Day 47: Reflective Mindfulness

Photo by Hannah Olinger on Unsplash

Photo by Hannah Olinger on Unsplash

We think about mindfulness as an in-the-moment practice. But we can also be reflective about events that have already occurred in a way that brings more clarity to our continued perseveration over those events. In Mindfulness for Teachers, Tish Jennings talks about our “scripts” that we have around students, parents, and colleagues that impact how we react to them. If we cannot clearly see our own stories about the people around us, we both add layers of difficulty to our own experience and are unable to respond effectively to what is happening.
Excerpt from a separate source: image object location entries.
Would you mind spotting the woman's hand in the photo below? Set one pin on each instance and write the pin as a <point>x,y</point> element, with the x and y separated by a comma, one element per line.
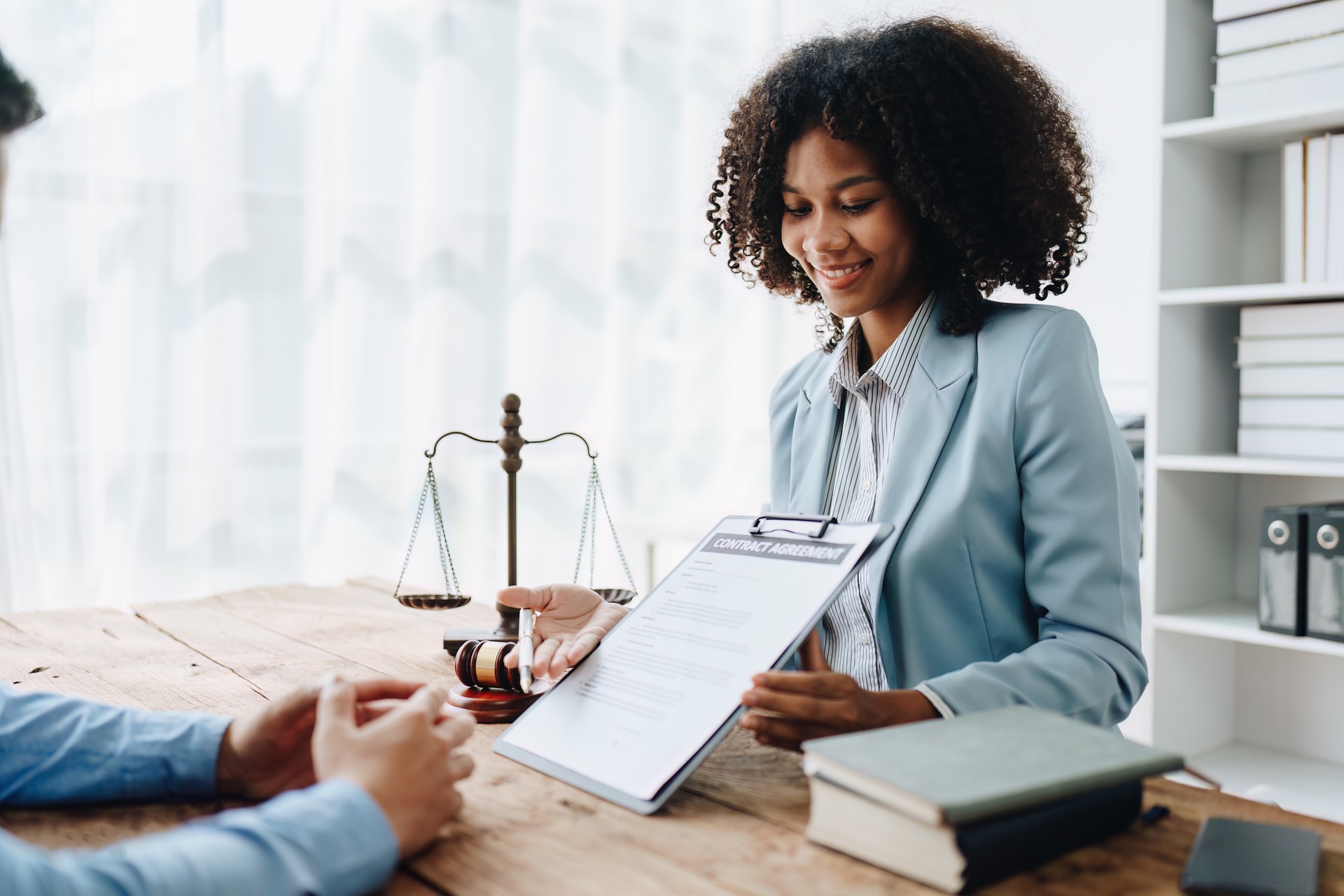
<point>571,621</point>
<point>787,708</point>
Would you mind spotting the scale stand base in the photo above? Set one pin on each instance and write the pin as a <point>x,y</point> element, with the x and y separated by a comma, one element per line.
<point>456,636</point>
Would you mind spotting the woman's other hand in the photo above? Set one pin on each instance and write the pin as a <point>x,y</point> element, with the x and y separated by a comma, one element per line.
<point>818,703</point>
<point>571,621</point>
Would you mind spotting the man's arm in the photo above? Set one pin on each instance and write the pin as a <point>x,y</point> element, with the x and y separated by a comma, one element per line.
<point>328,839</point>
<point>387,785</point>
<point>59,750</point>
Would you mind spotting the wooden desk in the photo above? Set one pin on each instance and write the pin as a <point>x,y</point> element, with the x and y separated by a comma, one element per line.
<point>736,828</point>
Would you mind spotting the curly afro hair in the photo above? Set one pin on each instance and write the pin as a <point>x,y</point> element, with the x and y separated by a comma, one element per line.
<point>964,127</point>
<point>19,105</point>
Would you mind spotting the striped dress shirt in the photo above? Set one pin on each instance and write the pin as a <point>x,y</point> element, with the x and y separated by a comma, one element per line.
<point>870,405</point>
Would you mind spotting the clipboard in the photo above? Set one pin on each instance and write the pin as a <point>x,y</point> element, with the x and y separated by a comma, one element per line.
<point>796,527</point>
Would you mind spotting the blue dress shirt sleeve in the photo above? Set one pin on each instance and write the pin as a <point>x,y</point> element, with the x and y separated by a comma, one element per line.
<point>59,750</point>
<point>328,839</point>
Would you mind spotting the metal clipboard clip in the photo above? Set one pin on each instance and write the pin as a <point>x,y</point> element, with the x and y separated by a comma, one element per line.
<point>761,526</point>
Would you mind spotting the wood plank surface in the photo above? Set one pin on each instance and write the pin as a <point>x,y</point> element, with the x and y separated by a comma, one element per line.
<point>736,827</point>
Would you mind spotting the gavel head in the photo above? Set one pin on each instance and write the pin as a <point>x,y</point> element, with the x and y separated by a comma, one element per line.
<point>480,664</point>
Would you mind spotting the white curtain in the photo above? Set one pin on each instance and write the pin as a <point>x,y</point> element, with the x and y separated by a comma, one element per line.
<point>262,251</point>
<point>260,254</point>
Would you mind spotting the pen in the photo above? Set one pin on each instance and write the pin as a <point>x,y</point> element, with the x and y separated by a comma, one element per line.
<point>524,649</point>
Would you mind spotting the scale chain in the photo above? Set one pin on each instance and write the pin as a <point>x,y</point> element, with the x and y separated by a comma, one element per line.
<point>589,535</point>
<point>620,552</point>
<point>584,530</point>
<point>593,542</point>
<point>410,547</point>
<point>445,556</point>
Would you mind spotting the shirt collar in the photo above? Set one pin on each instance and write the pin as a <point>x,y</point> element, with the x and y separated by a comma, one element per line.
<point>894,367</point>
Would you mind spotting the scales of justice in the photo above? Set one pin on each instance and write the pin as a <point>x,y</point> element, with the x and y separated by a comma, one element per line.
<point>482,663</point>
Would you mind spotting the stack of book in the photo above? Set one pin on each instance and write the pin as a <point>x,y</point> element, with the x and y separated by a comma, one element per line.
<point>1277,52</point>
<point>962,802</point>
<point>1313,209</point>
<point>1292,381</point>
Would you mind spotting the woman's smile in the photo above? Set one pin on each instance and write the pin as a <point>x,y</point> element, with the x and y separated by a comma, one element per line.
<point>838,277</point>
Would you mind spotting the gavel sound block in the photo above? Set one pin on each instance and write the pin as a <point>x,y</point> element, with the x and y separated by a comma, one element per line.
<point>486,687</point>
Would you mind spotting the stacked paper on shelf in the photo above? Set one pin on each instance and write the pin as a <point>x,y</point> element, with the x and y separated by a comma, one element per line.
<point>1273,54</point>
<point>1313,209</point>
<point>1292,381</point>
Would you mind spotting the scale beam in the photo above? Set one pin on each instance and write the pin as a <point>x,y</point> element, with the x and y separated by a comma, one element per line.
<point>511,442</point>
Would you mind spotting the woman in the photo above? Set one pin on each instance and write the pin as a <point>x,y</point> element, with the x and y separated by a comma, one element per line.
<point>895,176</point>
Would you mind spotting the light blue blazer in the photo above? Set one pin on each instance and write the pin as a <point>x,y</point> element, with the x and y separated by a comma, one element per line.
<point>1012,574</point>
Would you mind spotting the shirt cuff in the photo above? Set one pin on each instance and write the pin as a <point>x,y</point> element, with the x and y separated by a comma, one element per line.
<point>939,703</point>
<point>343,832</point>
<point>178,754</point>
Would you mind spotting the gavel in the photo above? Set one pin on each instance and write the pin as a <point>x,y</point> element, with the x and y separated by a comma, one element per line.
<point>480,664</point>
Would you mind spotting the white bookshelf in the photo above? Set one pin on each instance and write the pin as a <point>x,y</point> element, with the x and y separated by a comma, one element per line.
<point>1250,293</point>
<point>1254,710</point>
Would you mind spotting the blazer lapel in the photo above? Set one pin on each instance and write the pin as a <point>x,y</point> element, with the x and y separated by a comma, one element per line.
<point>813,431</point>
<point>937,386</point>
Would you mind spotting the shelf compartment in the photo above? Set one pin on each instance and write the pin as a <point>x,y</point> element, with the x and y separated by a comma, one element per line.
<point>1250,465</point>
<point>1296,783</point>
<point>1256,132</point>
<point>1250,293</point>
<point>1237,621</point>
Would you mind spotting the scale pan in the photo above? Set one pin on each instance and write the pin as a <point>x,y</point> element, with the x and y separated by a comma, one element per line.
<point>433,601</point>
<point>616,596</point>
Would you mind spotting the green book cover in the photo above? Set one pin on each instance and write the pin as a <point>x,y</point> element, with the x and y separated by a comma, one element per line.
<point>983,763</point>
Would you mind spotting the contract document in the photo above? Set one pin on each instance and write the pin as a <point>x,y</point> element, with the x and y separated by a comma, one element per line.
<point>667,681</point>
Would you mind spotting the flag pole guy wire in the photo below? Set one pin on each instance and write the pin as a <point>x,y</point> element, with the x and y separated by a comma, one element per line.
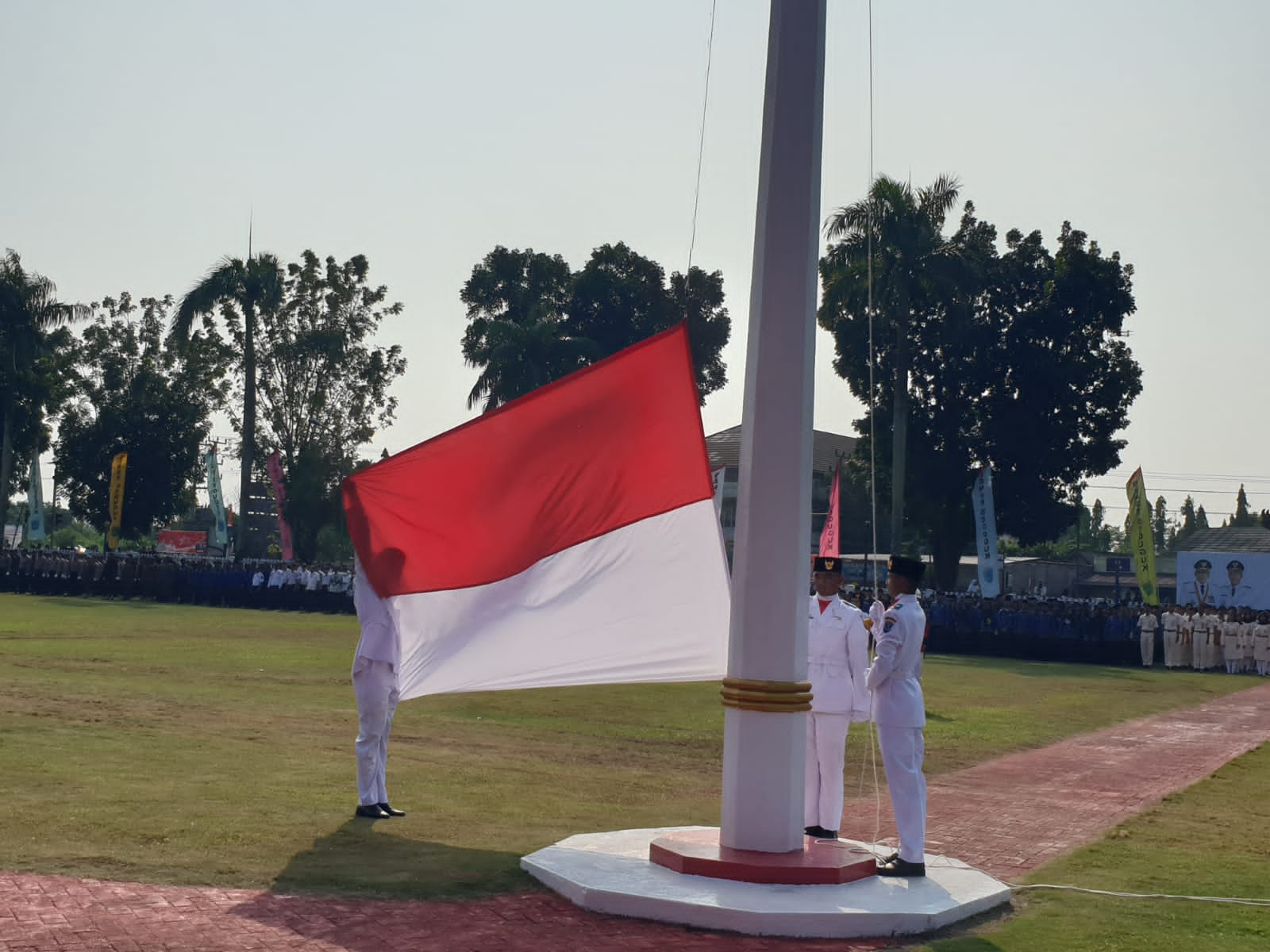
<point>702,152</point>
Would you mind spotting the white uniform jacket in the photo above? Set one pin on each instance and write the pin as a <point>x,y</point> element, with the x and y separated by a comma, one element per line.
<point>895,676</point>
<point>1235,596</point>
<point>379,641</point>
<point>1195,594</point>
<point>837,655</point>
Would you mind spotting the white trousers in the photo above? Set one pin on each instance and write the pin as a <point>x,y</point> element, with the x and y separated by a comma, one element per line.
<point>902,752</point>
<point>826,752</point>
<point>376,689</point>
<point>1172,643</point>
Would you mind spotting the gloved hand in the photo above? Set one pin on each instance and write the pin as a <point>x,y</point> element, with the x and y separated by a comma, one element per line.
<point>876,615</point>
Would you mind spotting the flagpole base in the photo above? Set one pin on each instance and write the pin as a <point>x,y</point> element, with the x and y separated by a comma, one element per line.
<point>611,873</point>
<point>819,862</point>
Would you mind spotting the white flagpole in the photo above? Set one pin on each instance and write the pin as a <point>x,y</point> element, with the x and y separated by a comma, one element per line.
<point>764,750</point>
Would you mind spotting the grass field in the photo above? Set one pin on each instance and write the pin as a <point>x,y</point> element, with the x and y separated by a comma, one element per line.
<point>1212,839</point>
<point>197,746</point>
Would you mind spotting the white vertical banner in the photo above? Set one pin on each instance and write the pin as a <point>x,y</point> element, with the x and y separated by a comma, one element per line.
<point>717,475</point>
<point>36,501</point>
<point>986,533</point>
<point>220,533</point>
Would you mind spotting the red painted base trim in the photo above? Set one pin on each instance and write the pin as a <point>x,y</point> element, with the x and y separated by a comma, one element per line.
<point>818,863</point>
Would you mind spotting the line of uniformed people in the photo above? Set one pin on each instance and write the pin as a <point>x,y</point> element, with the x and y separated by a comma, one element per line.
<point>1049,630</point>
<point>169,579</point>
<point>1206,639</point>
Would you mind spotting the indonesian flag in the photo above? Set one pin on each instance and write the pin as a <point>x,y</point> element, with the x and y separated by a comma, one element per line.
<point>568,537</point>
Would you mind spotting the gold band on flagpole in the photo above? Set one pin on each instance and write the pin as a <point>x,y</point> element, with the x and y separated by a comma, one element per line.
<point>772,696</point>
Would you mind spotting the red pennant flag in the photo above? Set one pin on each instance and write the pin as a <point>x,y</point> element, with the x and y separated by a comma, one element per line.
<point>829,533</point>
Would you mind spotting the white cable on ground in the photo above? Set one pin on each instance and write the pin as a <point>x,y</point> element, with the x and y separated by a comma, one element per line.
<point>1138,895</point>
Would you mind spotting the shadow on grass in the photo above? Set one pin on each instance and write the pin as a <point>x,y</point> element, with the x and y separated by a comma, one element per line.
<point>387,858</point>
<point>347,888</point>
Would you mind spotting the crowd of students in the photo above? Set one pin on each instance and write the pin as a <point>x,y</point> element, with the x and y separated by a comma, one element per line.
<point>1041,628</point>
<point>178,579</point>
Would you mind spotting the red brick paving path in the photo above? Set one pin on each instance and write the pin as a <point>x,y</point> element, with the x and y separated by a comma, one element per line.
<point>1005,816</point>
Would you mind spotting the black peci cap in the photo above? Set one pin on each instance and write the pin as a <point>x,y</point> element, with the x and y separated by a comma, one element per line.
<point>910,569</point>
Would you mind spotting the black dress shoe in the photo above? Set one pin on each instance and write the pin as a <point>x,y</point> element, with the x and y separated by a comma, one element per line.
<point>901,867</point>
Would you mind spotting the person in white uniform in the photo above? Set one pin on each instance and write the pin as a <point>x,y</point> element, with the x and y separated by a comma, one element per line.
<point>1147,625</point>
<point>837,649</point>
<point>375,683</point>
<point>899,712</point>
<point>1261,644</point>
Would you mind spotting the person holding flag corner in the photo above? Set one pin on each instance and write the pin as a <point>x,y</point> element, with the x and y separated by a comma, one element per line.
<point>899,711</point>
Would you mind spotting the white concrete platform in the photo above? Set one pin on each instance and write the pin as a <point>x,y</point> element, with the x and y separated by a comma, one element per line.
<point>610,873</point>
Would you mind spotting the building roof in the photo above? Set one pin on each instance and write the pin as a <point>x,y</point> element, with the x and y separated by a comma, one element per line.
<point>1127,581</point>
<point>1251,539</point>
<point>724,448</point>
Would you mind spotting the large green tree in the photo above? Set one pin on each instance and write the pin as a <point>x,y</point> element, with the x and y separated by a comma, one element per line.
<point>35,362</point>
<point>241,292</point>
<point>1242,516</point>
<point>324,387</point>
<point>1015,359</point>
<point>141,393</point>
<point>531,321</point>
<point>892,241</point>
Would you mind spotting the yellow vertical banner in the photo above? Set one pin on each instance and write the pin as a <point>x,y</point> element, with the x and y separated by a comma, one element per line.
<point>118,470</point>
<point>1141,539</point>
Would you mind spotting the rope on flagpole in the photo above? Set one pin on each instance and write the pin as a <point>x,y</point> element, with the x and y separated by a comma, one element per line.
<point>702,150</point>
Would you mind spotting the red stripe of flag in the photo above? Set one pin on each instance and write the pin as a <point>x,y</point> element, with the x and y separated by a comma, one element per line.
<point>605,447</point>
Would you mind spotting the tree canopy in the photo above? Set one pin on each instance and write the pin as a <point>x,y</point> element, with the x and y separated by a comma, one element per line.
<point>1015,359</point>
<point>35,363</point>
<point>241,291</point>
<point>531,321</point>
<point>137,391</point>
<point>324,389</point>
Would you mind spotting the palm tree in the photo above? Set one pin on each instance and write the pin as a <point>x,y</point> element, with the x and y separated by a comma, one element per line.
<point>253,287</point>
<point>911,258</point>
<point>29,311</point>
<point>518,357</point>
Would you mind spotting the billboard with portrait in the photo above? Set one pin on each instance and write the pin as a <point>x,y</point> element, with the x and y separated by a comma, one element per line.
<point>1225,579</point>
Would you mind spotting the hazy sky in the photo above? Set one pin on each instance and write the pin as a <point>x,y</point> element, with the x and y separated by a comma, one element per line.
<point>140,136</point>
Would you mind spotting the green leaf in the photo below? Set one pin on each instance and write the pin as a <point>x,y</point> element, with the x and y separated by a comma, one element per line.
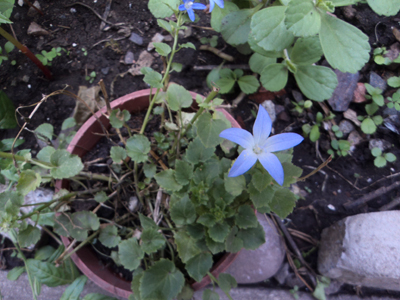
<point>73,291</point>
<point>208,130</point>
<point>252,237</point>
<point>197,152</point>
<point>66,165</point>
<point>246,217</point>
<point>368,126</point>
<point>178,97</point>
<point>283,202</point>
<point>118,117</point>
<point>235,27</point>
<point>45,130</point>
<point>152,240</point>
<point>28,181</point>
<point>15,272</point>
<point>166,179</point>
<point>219,232</point>
<point>218,14</point>
<point>28,236</point>
<point>137,148</point>
<point>258,62</point>
<point>306,51</point>
<point>199,265</point>
<point>109,236</point>
<point>385,7</point>
<point>130,253</point>
<point>163,8</point>
<point>390,157</point>
<point>226,282</point>
<point>248,84</point>
<point>187,246</point>
<point>48,274</point>
<point>183,212</point>
<point>269,30</point>
<point>302,18</point>
<point>316,82</point>
<point>274,77</point>
<point>163,281</point>
<point>345,47</point>
<point>183,172</point>
<point>162,48</point>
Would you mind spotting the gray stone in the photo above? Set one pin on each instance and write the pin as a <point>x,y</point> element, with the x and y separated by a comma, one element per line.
<point>344,92</point>
<point>137,39</point>
<point>258,265</point>
<point>20,289</point>
<point>376,81</point>
<point>363,250</point>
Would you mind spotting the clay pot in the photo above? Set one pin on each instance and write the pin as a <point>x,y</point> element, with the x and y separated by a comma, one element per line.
<point>84,140</point>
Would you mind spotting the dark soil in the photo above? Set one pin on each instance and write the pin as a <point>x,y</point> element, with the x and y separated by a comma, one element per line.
<point>320,207</point>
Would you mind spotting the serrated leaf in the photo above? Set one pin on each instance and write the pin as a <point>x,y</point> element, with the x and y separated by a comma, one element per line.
<point>248,84</point>
<point>274,77</point>
<point>162,48</point>
<point>137,148</point>
<point>163,8</point>
<point>246,217</point>
<point>130,253</point>
<point>283,202</point>
<point>345,47</point>
<point>199,265</point>
<point>269,30</point>
<point>109,236</point>
<point>316,82</point>
<point>183,211</point>
<point>208,130</point>
<point>178,97</point>
<point>385,7</point>
<point>302,18</point>
<point>166,179</point>
<point>186,245</point>
<point>235,27</point>
<point>28,236</point>
<point>163,281</point>
<point>73,291</point>
<point>152,240</point>
<point>28,181</point>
I spent Friday with a group of 40 educators, and we took some time to consider our scripts about kids/parents/colleagues and their behaviors as a way of gaining a deeper understanding of what is happening in those moments we find difficult.

As a practice, we took a recent event that was emotionally triggering with a student, parent, or colleague and teased it apart:

(1) OBJECTIVE EXPERIENCE: As best we could, describe what actually happened, without layers of judgement or conjecture.

(2) SCRIPT: What story did we have about that person and about ourselves in relationship to that person?

(3) EMOTIONS: What emotional response did that script about that event trigger?

By breaking it down, we noted that we gained some empathy for the other. We could more easily see how our thoughts played a role in the interaction as much as the event itself. We thought we could more easily go into the next interaction with that person as we would want to, open-hearted and present, with the script noted and checked.

Try taking apart a difficult interaction in this way and see if you can gain any clarity into your own narrative.